Flooding and Overflow Mitigation Using Deep Reinforcement Learning Based on Koopman Operator of Urban Drainage Systems

Wenchong Tian, Zhenliang Liao, Zhiyu Zhang, Hao Wu, Kunlun Xin · Water Resources Research · 2022

[doi] urban-drainagereinforcement-learningkoopman-operatorflood-mitigationreal-time-controlsurrogate-modeling

Flooding and Overflow Mitigation Using Deep Reinforcement Learning Based on Koopman Operator of Urban Drainage Systems

Authors: Wenchong Tian, Zhenliang Liao, Zhiyu Zhang, Hao Wu, Kunlun Xin Year: 2022 Tags: urban-drainage-systems, reinforcement-learning, koopman-operator, surrogate-emulator, real-time-control, combined-sewer-overflow

TL;DR

A Koopman-operator-based emulator (DLEDMD) is trained on SWMM simulations and used as a drop-in replacement for SWMM during RL agent training for pump control in a combined sewer system. The approach achieves 79.67× higher data usage efficiency and faster training than SWMM-based RL, with similar flooding and CSO mitigation outcomes. Interpretability of the Koopman emulator is claimed to surpass black-box MLP emulators via its explicit linear structure.

First pass — the five C's

Category. Research prototype — new methodology applied to a single real-world case study.
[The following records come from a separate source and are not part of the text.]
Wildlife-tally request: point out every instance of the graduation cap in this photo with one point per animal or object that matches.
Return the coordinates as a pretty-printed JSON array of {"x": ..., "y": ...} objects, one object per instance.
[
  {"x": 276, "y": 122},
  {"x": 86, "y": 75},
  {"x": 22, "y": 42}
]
Context. Urban drainage real-time control (RTC) subfield. Builds on: Mullapudi et al. (2020) and Saliba et al. (2020) — SWMM-based RL for UDS control (primary baseline); Li et al. (2017) — DLEDMD algorithm for Koopman approximation via deep learning; Lund et al. (2020) — linear surrogate model inside MPC for CSO mitigation; Korda & Mezić (2018) — Koopman operator theory applied to system control.

Correctness. Load-bearing assumptions: (a) a 4-variable aggregated state (CSO+flooding volume, stored volume, inflow, outflow) captures sufficient system dynamics for a 139-node network; (b) an emulator trained on Chicago-histogram synthetic rainfalls generalizes to real rainfall and to the RL sampling distribution; (c) on/off binary pump control is adequate for the operational task. All three are plausible but not formally verified in the paper.

Contributions. - Koopman emulator (DLEDMD) for nonlinear UDS dynamics, achieving higher recursive-prediction NSE (0.931–0.994) than linear regression (0.072–0.961) and comparable to MLP, with an explicit linear structure enabling interpretability. - Emulator-based RL framework substituting SWMM with the Koopman emulator during training, yielding 79.67× higher data usage rate (DUR). - New DUR metric quantifying ratio of control-relevant state data to total environment output data during RL sampling. - Uncertainty analysis evaluating robustness to 50 Monte Carlo rainfall events and ±5% state input noise.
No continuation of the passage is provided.